Bat boxes do a great job of supporting bat conservation by raising awareness, providing an easy way of monitoring local bat populations, and by providing bats with roosting opportunities in places where alternatives are limited. Annual bat box occupancy checks carried out by local Bat Groups also give a great opportunity for novice bat-workers to see bats close up (strictly supervised by someone with an appropriate licence).

Today, many designs are available, to the extent that choosing bat-boxes is almost as hard as choosing a new car! Do we want it to emulate narrow crevices, to suit Pipistrelles, or bigger tree-holes, to suit Noctules? Do we want cheap and cheerful wooden construction, or shall we push out the boat and use deluxe woodcrete bat-boxes? How about a wedge shape? Should the door be on the top or at the front? Should it be painted black? And so on...

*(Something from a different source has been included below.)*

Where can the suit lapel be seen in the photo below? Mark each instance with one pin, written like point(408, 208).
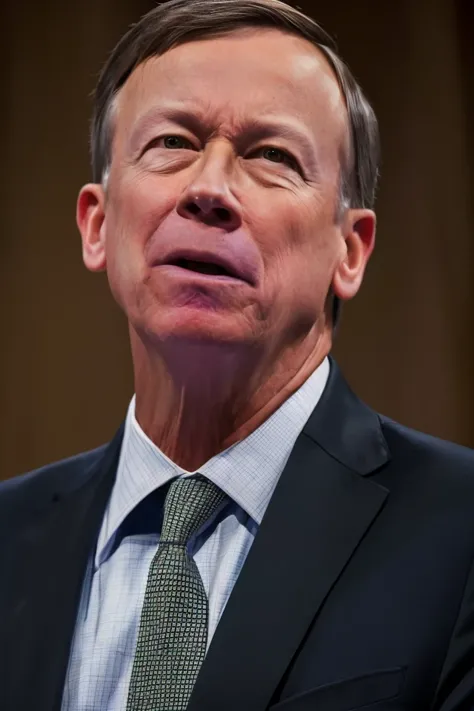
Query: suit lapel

Here in the Lothians, a bat box containing anything other than Pipistrelles is sadly a rarity, though a box full of Pips is still a welcome sight. Whilst the traditional boxes are well-used, they seem to prefer slimmer, more crevice-like designs. However, the most popular design seems to be the dome-shaped woodcrete (a cement and sawdust mix) boxes, made by Schwegler. They're not cheap, but the occupancy rates are definitely higher.

Anyone thinking of putting up bat boxes would be well-advised to take advice from their local Bat Group. A little experience and foresight in choosing the right boxes and positioning them correctly will make a big difference to their success...or otherwise.